After the rain died down, today was an excellent day at the waterbird count. Many Loons moved east today, including multiple Red-throated Loons. There was also a nice diversity of Duck species to make things interesting. The best part of the day had to be the hundreds of Redheads that flew to the east. You may be familiar with the fact that Redheads use the Straits Area in the fall as a staging area for their southern migration. Sometimes tens of thousands of them can be seen. Next time you drive across the Mackinac Bridge in October be sure to look at the water. These large rafts of Redheads look like floating islands in the water. They tend to be closer to the north end of the bridge. Today seemed to be the first big push of these ducks into the area.

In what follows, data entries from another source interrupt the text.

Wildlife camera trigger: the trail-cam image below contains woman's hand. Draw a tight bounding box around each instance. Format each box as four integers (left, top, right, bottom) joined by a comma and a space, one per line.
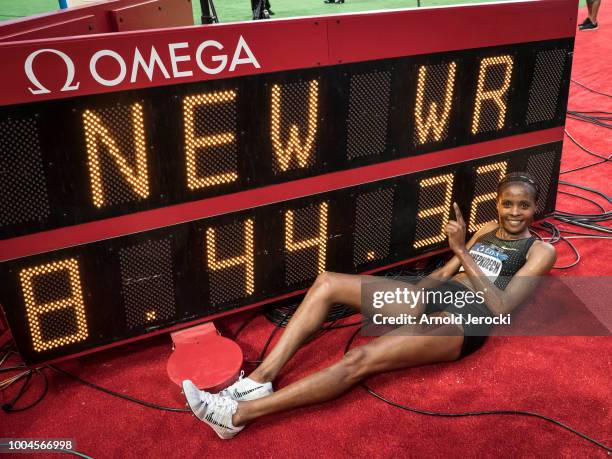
445, 202, 467, 255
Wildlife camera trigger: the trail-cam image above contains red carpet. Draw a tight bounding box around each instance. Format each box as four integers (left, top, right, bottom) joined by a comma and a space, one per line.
0, 2, 612, 458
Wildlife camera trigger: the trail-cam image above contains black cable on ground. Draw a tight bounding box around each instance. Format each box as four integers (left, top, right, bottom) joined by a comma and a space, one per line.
344, 329, 612, 452
571, 79, 612, 97
2, 368, 49, 413
47, 365, 191, 413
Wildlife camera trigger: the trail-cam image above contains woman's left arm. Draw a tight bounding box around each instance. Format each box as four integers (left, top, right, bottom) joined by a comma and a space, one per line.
446, 203, 557, 315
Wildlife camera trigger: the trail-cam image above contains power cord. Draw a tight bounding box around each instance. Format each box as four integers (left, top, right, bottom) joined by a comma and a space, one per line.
47, 365, 191, 413
344, 329, 612, 453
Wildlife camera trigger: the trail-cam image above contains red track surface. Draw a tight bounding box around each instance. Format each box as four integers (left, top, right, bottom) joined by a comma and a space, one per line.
0, 2, 612, 458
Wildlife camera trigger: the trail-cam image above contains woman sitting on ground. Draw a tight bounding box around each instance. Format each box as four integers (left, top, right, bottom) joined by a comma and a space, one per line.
183, 173, 556, 439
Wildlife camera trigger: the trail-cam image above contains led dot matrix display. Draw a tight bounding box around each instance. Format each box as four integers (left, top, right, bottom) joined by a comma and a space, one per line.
0, 39, 572, 239
0, 19, 573, 363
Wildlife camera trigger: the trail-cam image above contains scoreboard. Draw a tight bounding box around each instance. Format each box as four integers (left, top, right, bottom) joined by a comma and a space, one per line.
0, 1, 575, 364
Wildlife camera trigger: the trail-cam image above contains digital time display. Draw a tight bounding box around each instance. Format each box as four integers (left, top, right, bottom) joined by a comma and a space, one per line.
0, 1, 573, 364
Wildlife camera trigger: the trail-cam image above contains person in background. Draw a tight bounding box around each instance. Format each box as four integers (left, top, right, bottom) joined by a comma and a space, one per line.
251, 0, 274, 19
578, 0, 601, 30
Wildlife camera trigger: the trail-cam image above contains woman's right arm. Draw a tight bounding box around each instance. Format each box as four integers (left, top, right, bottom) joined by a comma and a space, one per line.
419, 222, 498, 288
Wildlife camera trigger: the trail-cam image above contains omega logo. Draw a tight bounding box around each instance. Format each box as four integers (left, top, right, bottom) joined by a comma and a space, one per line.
24, 35, 261, 94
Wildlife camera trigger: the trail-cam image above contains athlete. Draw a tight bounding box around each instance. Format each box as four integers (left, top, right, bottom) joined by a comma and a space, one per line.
183, 173, 556, 439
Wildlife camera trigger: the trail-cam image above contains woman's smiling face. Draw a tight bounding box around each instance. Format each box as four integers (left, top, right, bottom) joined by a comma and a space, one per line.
497, 183, 536, 237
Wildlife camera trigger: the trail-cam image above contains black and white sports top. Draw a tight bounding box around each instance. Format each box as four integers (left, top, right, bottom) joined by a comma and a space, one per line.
459, 230, 536, 290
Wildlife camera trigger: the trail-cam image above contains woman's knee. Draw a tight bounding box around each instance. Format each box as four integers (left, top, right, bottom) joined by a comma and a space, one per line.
311, 271, 336, 298
340, 346, 371, 382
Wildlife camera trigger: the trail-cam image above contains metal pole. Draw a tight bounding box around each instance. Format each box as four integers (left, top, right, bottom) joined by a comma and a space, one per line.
200, 0, 215, 24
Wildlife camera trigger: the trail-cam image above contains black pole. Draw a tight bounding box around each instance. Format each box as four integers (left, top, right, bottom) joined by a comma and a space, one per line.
200, 0, 219, 24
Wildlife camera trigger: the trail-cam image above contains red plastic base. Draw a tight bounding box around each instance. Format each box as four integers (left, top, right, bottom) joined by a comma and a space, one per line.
166, 322, 243, 392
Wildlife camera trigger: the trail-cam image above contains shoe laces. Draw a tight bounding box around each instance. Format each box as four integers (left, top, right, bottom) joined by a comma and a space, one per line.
202, 392, 238, 414
219, 370, 244, 397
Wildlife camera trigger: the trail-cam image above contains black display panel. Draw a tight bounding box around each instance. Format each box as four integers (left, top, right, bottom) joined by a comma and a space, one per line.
0, 142, 562, 364
0, 39, 573, 239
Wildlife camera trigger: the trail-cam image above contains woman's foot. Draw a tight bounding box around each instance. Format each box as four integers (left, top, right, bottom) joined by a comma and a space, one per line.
219, 371, 274, 401
183, 379, 244, 440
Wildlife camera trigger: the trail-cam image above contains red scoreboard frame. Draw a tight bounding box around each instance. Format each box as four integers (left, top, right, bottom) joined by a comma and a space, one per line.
0, 0, 577, 364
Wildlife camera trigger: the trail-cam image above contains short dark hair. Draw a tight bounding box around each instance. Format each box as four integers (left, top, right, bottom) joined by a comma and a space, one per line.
497, 172, 540, 201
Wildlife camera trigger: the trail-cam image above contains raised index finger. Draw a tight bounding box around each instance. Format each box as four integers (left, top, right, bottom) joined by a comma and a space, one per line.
453, 202, 465, 225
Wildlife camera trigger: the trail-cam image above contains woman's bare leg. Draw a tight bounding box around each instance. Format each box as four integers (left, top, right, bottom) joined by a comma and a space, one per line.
232, 325, 463, 426
249, 272, 420, 382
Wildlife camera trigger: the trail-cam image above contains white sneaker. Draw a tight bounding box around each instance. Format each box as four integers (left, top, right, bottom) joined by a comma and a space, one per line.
218, 371, 274, 402
183, 379, 244, 440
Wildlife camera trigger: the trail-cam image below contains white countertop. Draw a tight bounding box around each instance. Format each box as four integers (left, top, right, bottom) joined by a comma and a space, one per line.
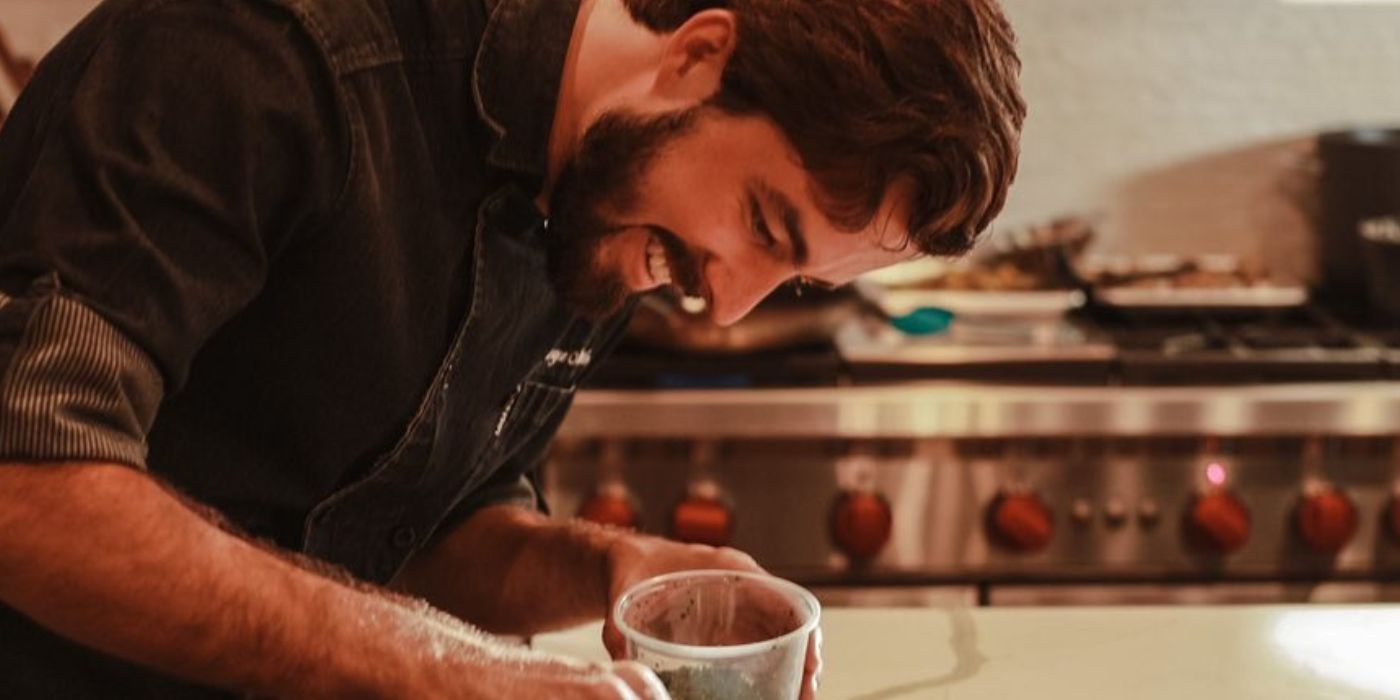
535, 605, 1400, 700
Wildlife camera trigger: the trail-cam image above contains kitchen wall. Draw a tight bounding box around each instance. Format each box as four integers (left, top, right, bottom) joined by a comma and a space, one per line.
0, 0, 97, 56
0, 0, 1400, 274
1002, 0, 1400, 274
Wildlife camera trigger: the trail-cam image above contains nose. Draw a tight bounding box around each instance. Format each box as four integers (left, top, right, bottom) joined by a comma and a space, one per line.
706, 262, 788, 326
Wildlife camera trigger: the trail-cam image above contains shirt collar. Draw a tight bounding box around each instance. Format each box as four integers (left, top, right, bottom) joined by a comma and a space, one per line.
472, 0, 580, 189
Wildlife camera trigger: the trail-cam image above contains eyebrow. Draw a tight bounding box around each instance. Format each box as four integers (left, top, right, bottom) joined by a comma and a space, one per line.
749, 178, 808, 267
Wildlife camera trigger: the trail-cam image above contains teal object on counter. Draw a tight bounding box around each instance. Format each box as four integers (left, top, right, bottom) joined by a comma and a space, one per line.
889, 307, 953, 336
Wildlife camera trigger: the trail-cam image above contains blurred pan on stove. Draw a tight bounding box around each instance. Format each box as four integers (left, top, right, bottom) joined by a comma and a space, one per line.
627, 287, 872, 354
858, 217, 1095, 321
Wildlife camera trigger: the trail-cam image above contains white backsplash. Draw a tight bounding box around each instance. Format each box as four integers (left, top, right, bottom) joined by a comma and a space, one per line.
0, 0, 1400, 274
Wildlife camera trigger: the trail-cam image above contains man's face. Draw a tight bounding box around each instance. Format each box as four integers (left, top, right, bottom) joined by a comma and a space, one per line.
550, 106, 910, 325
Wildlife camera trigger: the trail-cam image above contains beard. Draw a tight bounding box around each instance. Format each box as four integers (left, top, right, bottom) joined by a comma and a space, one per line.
547, 106, 703, 321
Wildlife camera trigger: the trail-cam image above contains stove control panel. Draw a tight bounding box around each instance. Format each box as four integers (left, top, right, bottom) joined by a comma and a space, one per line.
1294, 484, 1358, 554
543, 437, 1400, 584
832, 490, 895, 564
1186, 489, 1250, 554
671, 482, 734, 547
987, 489, 1054, 553
578, 482, 640, 529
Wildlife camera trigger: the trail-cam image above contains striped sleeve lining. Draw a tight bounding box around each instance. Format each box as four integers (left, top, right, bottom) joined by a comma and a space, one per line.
0, 284, 164, 466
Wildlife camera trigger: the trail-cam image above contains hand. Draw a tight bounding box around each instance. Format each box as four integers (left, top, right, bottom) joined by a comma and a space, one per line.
603, 535, 822, 700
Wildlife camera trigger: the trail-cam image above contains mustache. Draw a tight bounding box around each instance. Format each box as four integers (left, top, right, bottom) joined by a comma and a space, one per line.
637, 224, 710, 301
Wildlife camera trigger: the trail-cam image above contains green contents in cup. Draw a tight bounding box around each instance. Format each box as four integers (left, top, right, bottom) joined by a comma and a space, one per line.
657, 666, 763, 700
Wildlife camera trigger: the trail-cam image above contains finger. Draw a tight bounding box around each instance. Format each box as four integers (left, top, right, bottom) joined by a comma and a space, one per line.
801, 627, 823, 700
603, 617, 627, 659
605, 673, 641, 700
613, 661, 671, 700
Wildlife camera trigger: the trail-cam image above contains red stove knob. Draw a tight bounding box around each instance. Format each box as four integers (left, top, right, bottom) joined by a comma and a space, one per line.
671, 484, 734, 547
1294, 486, 1358, 554
578, 484, 638, 529
1186, 489, 1249, 554
832, 491, 895, 561
988, 493, 1054, 552
1390, 496, 1400, 540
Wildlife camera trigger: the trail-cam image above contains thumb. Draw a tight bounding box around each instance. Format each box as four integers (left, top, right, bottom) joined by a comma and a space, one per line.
612, 661, 671, 700
603, 616, 627, 659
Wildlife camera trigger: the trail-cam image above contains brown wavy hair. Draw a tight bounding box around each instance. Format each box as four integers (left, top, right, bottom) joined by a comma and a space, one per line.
623, 0, 1026, 255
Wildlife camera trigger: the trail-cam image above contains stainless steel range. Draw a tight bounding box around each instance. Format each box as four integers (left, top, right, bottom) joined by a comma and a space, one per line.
546, 307, 1400, 605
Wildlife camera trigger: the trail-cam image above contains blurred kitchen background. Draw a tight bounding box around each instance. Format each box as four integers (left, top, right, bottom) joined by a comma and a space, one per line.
8, 0, 1400, 605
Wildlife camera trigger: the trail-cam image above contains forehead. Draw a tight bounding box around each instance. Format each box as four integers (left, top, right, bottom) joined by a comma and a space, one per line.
660, 111, 917, 284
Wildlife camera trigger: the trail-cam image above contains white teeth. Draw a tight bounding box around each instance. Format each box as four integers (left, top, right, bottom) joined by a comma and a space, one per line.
647, 239, 671, 284
647, 238, 708, 314
680, 297, 710, 314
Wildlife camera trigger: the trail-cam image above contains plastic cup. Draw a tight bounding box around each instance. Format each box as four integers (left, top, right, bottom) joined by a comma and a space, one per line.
613, 570, 822, 700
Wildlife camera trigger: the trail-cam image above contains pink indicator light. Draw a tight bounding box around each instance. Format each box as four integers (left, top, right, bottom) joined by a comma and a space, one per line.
1205, 462, 1225, 486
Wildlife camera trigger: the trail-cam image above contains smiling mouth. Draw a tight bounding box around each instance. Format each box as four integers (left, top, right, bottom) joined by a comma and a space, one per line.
647, 231, 710, 314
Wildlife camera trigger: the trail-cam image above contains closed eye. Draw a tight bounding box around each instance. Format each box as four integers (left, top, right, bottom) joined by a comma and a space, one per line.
749, 192, 778, 253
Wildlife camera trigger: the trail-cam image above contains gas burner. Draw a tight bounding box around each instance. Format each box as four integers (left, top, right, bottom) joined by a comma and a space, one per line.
587, 343, 844, 389
1092, 307, 1386, 385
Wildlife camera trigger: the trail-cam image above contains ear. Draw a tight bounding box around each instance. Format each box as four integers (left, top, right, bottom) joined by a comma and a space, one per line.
651, 10, 739, 102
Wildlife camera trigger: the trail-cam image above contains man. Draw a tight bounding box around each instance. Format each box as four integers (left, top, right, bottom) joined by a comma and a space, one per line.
0, 0, 1023, 699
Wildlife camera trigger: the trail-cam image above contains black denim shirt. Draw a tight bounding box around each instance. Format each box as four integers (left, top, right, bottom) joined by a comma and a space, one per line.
0, 0, 626, 699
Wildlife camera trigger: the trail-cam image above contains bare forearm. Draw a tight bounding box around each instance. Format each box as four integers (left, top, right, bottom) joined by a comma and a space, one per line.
0, 465, 596, 697
393, 505, 626, 634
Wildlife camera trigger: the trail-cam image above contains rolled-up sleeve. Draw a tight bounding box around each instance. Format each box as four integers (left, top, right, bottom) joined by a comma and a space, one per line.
0, 276, 164, 465
0, 1, 349, 466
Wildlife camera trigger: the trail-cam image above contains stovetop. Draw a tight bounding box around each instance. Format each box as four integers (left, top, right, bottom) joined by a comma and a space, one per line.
589, 304, 1400, 389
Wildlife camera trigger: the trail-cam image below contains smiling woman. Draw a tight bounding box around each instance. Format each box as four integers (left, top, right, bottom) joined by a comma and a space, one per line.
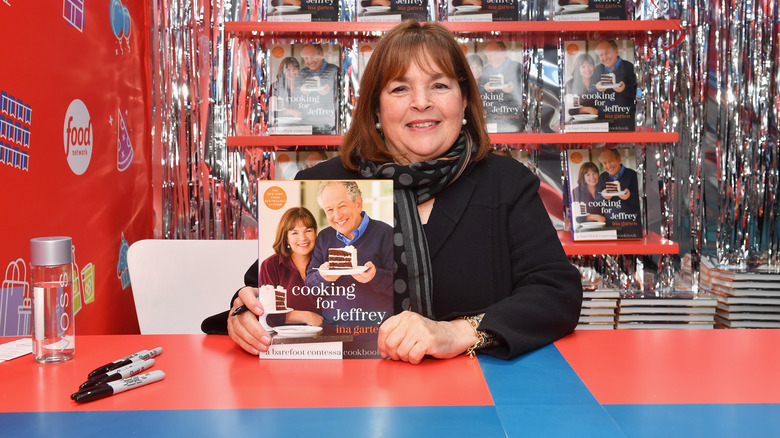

Also of note, there was almost a complete lack of Red-necked Grebes today with only two seen floating in the water just offshore. The number of Double-crested Cormorants has also been greatly reduced over the last couple of weeks. Most birds now are seen flying west. Reports are that in the southern part of Lake Michigan their numbers are building.
Raptors could be seen kettling over the Upper Peninsula, but not many moved across – just a few Bald Eagles, Turkey Vultures and a single Peregrine Falcon. Passerines were represented by six American Pipits and a single Song Sparrow that may have already been in the Lower Peninsula.
Three Monarch Butterflies were also counted flying in from the lake.